Roberto Ellery: “Gestão de Guedes é pior do que a Dilma”

October 27, 2021

Economia

Sob o comando do ministro Paulo Guedes, o balanço da gestão econômica do governo Bolsonaro até aqui já é pior do que o desastre promovido pelo governo Dilma. Essa é a avaliação do professor Roberto Ellery, do departamento de economia da UnB e um dos maiores críticos da gestão econômica sob a presidência de Dilma Rousseff. “É um governo que está perdido. No governo da Dilma, apesar de eu ter sido contrário e criticado muito, havia um plano. Eu acho que daria errado de qualquer jeito, mas teria alguma consistência. Hoje não tem nenhuma”, compara Roberto. “O que você tem é uma rendição completa ao núcleo do centrão no Congresso”, explica.

O rompimento explícito da política de teto de gastos se tornou evidente para todos nas últimas semanas, mas não pode ser considerado uma surpresa para observadores atentos da política econômica. “Os indícios já estavam dados desde antes da pandemia. Ficou muito claro desde a Reforma da Previdência, que foi importante, mas protegeu os militares, categoria apoiada pelo presidente”, criticou.

Para Ellery, não podemos descartar a hipótese de que Paulo Guedes desistiu de cortar gastos e substituiu o ajuste fiscal por inflação. “Como o imposto é uma alíquota, a receita do governo sobe quando os preços sobem. Se o gasto fica parado, há um ajuste inflacionário. As vezes eu acho que o Guedes queria isso. Ele viu que não ia reduzir nem controlar salário de servidor e pensou em pegar os caras com inflação. O problema é que depois é difícil controlar, como aprendiz de feiticeiro”, explica.

“Se o processo inflacionário voltar com força, acabou. É só lembrar o Brasil de antes: ninguém discutia reforma porque não tinha como. A inflação se impõe como problema. Se ela sai de controle, o dano é muito maior. Olha para Argentina pra ver o que acontece. E não adianta brigar com os preços. A inflação é uma doença da moeda”, alerta Ellery.

Falta liberalismo

Ao analisar a prática da política econômica de Paulo Guedes, não há indícios consistentes de uma tentativa de aplicação dos princípios do liberalismo econômico de qualquer vertente teórica. “Você pode ser da turma do Hayek ou da turma do Friedman. É difícil entender um governo liberal que não tenha uma obsessão pelo controle da inflação. Se você pegar as grandes escolas liberais da economia, todas tem obsessão pelo controle inflacionário. Se você pega a Escola Austríaca – e o ministro Paulo Guedes gostava de mostrar livros do Hayek e do Mises -, a base da teoria dos ciclos econômicos é que os juros baixos distorcem a alocação de capital. E o governo fez isso. Onde estavam os meus amigos austríacos, que não se descabelaram gritando?”, questiona o professor.

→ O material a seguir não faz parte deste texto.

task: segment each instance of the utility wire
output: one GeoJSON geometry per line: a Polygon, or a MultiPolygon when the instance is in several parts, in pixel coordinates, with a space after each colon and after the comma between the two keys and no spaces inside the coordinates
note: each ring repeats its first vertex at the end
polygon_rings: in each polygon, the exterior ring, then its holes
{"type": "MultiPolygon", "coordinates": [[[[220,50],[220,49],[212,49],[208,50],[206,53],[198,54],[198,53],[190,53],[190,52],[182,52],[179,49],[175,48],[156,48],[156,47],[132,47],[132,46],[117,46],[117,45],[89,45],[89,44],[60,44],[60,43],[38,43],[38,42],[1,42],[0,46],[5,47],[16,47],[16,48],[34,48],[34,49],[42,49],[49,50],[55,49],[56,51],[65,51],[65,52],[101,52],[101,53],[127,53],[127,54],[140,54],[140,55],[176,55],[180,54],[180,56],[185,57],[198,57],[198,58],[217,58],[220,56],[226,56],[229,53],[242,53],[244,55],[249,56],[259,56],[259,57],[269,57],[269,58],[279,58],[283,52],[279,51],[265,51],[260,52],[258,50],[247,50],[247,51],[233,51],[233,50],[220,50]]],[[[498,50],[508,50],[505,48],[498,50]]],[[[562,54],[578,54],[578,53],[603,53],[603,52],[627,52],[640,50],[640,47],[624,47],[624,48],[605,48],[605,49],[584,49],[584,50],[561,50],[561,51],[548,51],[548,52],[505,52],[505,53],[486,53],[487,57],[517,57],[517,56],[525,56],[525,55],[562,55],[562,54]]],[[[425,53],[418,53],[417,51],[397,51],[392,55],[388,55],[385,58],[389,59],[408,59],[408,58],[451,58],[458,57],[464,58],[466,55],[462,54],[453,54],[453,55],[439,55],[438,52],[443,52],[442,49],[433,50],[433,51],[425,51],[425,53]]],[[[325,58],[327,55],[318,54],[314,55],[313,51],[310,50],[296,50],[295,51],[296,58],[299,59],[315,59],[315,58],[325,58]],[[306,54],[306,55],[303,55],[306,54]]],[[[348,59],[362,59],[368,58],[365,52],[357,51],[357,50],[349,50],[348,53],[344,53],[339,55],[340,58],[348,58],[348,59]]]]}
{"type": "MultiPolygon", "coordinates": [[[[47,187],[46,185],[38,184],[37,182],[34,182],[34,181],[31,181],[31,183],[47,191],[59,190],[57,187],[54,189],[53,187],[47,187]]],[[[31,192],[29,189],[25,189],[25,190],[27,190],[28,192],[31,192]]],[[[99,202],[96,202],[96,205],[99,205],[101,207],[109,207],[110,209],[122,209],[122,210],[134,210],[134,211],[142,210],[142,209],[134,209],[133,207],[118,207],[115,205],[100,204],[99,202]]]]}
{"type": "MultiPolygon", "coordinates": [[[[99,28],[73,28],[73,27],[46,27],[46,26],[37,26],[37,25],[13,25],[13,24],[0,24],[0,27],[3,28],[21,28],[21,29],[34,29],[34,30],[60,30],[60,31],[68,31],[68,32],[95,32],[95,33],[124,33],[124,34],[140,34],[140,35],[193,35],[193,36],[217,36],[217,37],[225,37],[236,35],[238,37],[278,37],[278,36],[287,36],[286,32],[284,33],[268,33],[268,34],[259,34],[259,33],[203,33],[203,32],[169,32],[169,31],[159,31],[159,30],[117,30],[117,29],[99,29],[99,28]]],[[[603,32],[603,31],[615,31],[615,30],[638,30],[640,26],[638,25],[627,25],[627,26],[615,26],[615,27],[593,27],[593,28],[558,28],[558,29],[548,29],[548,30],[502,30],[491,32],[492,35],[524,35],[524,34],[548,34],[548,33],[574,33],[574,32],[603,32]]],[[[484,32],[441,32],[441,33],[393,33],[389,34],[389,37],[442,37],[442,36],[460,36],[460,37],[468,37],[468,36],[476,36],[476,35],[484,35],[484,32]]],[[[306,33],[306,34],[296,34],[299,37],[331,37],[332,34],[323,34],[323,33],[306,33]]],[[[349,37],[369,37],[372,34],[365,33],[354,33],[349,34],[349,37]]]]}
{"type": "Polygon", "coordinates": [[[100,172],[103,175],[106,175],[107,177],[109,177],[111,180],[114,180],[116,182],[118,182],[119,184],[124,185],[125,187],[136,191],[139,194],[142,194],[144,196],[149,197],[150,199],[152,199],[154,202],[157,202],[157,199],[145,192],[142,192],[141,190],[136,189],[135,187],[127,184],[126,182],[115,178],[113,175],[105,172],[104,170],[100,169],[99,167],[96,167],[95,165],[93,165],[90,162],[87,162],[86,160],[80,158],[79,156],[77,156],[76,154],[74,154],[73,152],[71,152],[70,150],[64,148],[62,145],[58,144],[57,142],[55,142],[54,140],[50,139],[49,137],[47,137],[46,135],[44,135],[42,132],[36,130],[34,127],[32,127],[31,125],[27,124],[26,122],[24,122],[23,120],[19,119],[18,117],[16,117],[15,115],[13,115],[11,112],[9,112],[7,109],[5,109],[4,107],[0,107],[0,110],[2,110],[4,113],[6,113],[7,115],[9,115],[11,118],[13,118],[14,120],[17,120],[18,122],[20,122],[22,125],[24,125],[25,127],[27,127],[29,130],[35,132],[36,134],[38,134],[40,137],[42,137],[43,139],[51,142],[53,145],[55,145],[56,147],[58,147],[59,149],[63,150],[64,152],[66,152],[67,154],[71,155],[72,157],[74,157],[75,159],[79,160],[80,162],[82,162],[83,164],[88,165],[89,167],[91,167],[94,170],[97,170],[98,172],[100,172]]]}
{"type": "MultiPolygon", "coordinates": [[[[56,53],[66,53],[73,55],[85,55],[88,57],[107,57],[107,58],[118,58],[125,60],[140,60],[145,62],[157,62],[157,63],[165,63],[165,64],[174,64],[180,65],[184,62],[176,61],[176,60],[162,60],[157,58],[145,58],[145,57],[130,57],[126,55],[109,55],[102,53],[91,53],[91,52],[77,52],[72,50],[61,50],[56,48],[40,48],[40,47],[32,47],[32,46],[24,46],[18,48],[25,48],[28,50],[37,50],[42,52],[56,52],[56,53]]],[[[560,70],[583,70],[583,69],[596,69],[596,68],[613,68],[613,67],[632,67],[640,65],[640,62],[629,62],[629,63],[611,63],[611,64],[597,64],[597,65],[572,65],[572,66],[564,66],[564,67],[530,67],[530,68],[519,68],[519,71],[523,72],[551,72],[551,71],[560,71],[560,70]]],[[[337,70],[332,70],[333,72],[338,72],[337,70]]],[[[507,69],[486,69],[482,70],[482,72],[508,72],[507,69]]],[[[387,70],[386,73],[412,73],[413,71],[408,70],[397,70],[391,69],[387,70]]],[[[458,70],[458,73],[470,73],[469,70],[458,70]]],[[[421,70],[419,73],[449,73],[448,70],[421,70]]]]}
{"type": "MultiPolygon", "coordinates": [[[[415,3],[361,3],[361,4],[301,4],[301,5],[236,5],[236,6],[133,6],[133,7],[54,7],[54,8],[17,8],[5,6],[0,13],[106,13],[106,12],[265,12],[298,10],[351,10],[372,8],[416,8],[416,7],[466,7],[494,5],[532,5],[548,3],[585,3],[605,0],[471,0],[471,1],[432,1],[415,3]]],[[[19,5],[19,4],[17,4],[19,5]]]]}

Outra metamorfose profunda entre o discurso de Paulo Guedes antes de se tornar ministro e a prática demonstrada da sua política econômica ocorre no âmbito da abertura comercial. “Paulo Guedes começou o governo falando em abertura. O discurso dele era de íamos proteger a indústria dos industriais. Logo depois, ele passou a dizer que precisamos dar um tempo para as empresas se adaptarem. Nós estamos a 70 anos dando tempo para as empresas se adaptarem. É a gestação mais longa da história da humanidade”, critica Roberto.

Ao comentar a situação do câmbio, Ellery também chamou atenção para a prática desenvolvimentista de proteção do mercado nacional. “O próprio Paulo Guedes falou de proteção da indústria nacional. Disse que o câmbio desvalorizado ia ajudar a indústria nacional, que os brasileiros deveriam fazer turismo no Brasil e de que domésticas tem que parar de ir pra Disney. Tudo isso é o velho discurso desenvolvimentista. Eu ouvi o Ciro dizer isso em um debate com ele”, provocou Ellery.